The next phase of 'underlying causation' relates to funding. If there was any real desire for science protocol clarity instead of misleading obfuscation and error (by accident or design), it would be a given that all underlying data for any given study be made available either in fine print after the paper or back of journal or on the journal website. So when it says mouse chow you know what's in it. So if they measure 14 things you don't just hear about the 2 (hey, cheerios has more fiber than fruit loops!! -- when for all we know the study compared those two things to two other things that turned out massively better, so if you parse enough data out you eventually find something that the funder is happy with and hence they might be willing to hire you for something else again, as a result). This is a small but obvious thing -- that an appendix should have the raw data in tables or something. You can't do a 10th grade school paper without showing your data; how come you can publish a peer-reviewed science paper without it? This is because the funders don't want it, and the journals recognize that and hence will not require it.
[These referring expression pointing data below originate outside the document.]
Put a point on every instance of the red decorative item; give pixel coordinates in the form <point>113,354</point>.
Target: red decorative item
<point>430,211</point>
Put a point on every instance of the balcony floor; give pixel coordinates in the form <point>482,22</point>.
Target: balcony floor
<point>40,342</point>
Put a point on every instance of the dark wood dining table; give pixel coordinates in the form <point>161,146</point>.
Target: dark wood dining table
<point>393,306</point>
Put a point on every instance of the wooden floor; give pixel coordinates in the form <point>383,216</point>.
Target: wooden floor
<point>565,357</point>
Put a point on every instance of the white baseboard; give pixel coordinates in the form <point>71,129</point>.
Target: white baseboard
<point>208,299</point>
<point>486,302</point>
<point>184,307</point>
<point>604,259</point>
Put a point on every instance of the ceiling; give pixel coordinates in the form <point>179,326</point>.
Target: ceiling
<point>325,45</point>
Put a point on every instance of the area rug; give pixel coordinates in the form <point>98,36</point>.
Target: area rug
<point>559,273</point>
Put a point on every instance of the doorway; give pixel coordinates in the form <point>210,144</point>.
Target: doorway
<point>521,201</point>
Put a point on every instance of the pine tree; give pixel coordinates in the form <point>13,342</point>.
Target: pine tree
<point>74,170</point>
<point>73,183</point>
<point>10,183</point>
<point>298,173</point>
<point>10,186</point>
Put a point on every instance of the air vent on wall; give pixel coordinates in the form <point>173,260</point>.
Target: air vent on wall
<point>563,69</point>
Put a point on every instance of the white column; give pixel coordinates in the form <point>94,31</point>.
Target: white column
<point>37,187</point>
There are other things in the back of my head. Anyway, I'm saying that this is kind of a surface symptom of some very deep and pervasive things -- and these elements are just as alive in other markets, in their own way. We spend a lot of effort railing at these symptoms, but the underlying cause, and the only real solution, is a deeper cultural effort.
You have to file a flight plan just to fly to another city as a pilot in a 1 person plane even though it's nobody's business where you're going any more than if you were in a car, generally. What if any trial that was going to be formal published science had to have a study plan filed somewhere official before it began? And every journal required underlying data provided? These two things would radically, drastically, annihilate 80%+ of the ability of 'funders' to cause -- directly or indirectly -- researchers to lie, overtly or subtly; and would provide the foundation for the process of science to be, at the least seen and critiqued by others, who are greatly prevented solely by not having enough info to go on.